The Walking Dead, Easter, and a Different Kind of Resurrection

Hershel have some faith“You’re a man of God! Have some faith!” – Rick

“I can’t profess to understand God’s plan. Christ promised a resurrection of the dead, I just thought he had something a little different in mind.” – Hershel

At the time of this post’s writing it is Good Friday. Soon it will be Easter Sunday, and around the world billions of Christians will celebrate the belief in a literal resurrection of Jesus of Nazareth from the dead. As it turns out, this idea of bodily resurrection is not too far separated from The Walking Dead.

As the epigraph above indicates, the topic was touched on in the finale for season 2 of the series in the episode “Beside the Dying Fire.” In the scene Rick and Hershel have just survived an overrun of the farm by a large “herd” of walkers, and they are waiting at a hopeful rendezvous point to see if any others of their group survived. Hershel urges Rick to take his son Carl to find safety, and frustrated, Rick accuses Hershel of a lack of faith as a religious man. In response, Hershel makes an interesting connection between the presence of the walking dead and the Christian idea of the resurrection of the body.

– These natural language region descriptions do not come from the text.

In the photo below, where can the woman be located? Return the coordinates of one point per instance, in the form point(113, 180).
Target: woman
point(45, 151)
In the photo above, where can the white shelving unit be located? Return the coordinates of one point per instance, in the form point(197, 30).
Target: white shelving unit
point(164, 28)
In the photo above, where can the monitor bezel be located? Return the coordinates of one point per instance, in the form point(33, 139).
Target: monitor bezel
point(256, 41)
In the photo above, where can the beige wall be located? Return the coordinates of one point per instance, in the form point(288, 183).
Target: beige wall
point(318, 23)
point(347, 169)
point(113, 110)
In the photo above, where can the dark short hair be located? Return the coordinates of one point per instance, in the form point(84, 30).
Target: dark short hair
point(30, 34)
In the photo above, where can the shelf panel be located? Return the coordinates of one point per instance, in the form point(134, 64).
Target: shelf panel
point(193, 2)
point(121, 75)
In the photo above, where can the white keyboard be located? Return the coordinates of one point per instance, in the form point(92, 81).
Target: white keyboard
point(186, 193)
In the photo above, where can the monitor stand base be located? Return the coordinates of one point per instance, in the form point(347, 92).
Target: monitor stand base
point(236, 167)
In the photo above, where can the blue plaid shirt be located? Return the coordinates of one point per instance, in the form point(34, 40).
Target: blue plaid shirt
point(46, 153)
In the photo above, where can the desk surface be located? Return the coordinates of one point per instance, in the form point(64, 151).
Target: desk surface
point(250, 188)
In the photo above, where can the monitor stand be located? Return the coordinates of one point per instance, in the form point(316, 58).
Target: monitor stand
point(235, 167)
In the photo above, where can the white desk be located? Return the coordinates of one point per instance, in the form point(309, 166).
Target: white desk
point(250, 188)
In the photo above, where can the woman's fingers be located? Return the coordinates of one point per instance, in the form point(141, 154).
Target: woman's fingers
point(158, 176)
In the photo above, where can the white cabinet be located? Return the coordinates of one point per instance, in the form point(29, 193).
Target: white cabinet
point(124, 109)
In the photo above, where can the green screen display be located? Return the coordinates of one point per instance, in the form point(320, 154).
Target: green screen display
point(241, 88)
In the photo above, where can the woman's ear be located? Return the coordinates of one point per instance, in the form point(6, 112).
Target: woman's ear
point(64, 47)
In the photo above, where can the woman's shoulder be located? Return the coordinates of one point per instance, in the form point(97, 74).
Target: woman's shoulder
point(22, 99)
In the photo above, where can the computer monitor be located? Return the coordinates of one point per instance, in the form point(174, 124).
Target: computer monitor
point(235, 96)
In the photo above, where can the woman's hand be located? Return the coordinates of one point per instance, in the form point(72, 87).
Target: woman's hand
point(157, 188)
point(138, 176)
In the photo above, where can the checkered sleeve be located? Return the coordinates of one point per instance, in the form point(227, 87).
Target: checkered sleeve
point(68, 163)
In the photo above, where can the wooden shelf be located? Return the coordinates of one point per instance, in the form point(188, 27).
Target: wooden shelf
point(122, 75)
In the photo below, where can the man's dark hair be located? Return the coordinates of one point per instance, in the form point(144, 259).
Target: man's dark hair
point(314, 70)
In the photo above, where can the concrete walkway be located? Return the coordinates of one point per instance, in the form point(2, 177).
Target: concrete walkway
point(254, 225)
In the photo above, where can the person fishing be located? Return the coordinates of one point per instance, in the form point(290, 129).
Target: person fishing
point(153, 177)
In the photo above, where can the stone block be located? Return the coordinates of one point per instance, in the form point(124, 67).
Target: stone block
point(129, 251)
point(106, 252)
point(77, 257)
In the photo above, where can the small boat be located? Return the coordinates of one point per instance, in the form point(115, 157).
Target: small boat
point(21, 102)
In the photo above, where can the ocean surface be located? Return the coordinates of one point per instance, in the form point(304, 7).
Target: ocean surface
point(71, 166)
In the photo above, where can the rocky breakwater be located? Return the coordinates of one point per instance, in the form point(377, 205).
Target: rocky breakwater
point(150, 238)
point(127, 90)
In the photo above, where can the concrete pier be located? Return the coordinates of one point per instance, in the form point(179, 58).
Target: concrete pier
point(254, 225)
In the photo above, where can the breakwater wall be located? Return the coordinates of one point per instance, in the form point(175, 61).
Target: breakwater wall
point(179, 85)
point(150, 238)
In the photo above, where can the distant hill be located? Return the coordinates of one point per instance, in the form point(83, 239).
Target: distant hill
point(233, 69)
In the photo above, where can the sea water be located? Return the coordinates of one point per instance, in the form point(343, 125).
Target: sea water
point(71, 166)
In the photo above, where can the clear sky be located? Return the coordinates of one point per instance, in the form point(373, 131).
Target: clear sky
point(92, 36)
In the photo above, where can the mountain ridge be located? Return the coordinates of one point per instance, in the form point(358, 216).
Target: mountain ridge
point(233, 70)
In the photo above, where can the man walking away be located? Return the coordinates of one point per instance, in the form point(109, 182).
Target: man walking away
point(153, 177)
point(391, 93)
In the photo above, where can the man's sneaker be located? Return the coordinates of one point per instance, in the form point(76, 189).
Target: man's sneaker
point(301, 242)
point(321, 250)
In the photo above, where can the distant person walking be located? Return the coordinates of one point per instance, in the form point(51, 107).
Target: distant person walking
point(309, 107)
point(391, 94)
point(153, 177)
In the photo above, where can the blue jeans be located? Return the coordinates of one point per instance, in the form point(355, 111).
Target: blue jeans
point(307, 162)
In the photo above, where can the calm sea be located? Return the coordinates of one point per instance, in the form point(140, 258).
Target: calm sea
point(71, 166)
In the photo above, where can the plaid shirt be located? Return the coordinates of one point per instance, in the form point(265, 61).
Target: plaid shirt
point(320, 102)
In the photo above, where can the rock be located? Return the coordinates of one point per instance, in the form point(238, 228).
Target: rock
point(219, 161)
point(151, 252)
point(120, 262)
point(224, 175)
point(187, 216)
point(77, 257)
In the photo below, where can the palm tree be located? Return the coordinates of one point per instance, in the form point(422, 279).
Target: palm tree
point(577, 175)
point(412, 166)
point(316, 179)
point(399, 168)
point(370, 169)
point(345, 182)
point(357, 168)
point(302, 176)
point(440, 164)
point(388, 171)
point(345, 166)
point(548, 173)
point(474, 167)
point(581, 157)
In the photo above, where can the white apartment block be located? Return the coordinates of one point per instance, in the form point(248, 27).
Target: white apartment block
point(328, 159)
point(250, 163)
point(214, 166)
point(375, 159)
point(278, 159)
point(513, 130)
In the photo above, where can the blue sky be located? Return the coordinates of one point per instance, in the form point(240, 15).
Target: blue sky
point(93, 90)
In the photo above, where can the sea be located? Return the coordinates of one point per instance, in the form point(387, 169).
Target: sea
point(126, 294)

Those paying close attention to various aspects of The Walking Dead television series will note that this is not the first time that religious ideas have surfaced. In its most glaring expression, in the episode “What Lies Ahead,” Rick’s group of survivors look for a missing Sophia, and hearing the sound of a bell they enter a church building. Inside they find a large crucifix, and a group of zombie “parishioners” seated on the pews which they quickly dispatch. As this scene continues Rick asks his group to give him a few moments alone, and he spends a few moments in prayer asking for guidance in the midst of the apocalyptic scenario in which he has been thrust into leadership. (See my further commentary on this episode here.)

But it is the idea of resurrection in connection with zombies that is the most intriguing religious idea in the series. In fact, in my view Hershel’s statement above gets my vote for best line of the episode. Pop culture manifests various expressions of the connection of the zombie to resurrection, from the satirical figure of Zombie Jesus, to the framing of Easter as Zombie Jesus Day, to the increasingly popular and international zombie walk phenomenon that draws thousands of people and which can appear as a postmodern twist on Christian resurrection.

Pop culture reflects who we are as a people, including our past and present history, our hopes and fears, and even our religious and irreligious leanings. It may be that when the occasional references to walkers and religion or resurrection take place in The Walking Dead as well as in other aspects of the zombie phenomenon, that this demonstrates vestiges of Christianity and its hopes for the afterlife. It may well also reveal our continued anxieties about death, and flirtations with “resurrection,” even if it means returning as a decaying corpse with desires for fleshly consumption but little else.

It will be interesting to see if The Walking Dead continues to raise and wrestle with religious and philosophical questions when season three begins. For now, there are several things for us to reflect upon from the past two seasons. Who would have thought that walkers would make for an Easter theological meditation?

  • bananasphoster

    Very well written piece! 

  • http://www.facebook.com/jayme.swier1 Jayme Swier

    It may not lay the spirituality on as thick, but The Walking Dead reminds me a lot of Stephen King’s The Stand.  Only in The Walking Dead, the Dead don;t stay down.

  • Firewatchpcoburn

    It seems that the references, both direct and oblique, to spirituality/Christianity are more a probing of the general sort, and not directly related to zombies.  The characters have been placed in an unfamiliar and stressful situation;  Zombies are just the vehicle to place them there.  I see the connection with resurrection, but think it is secondary.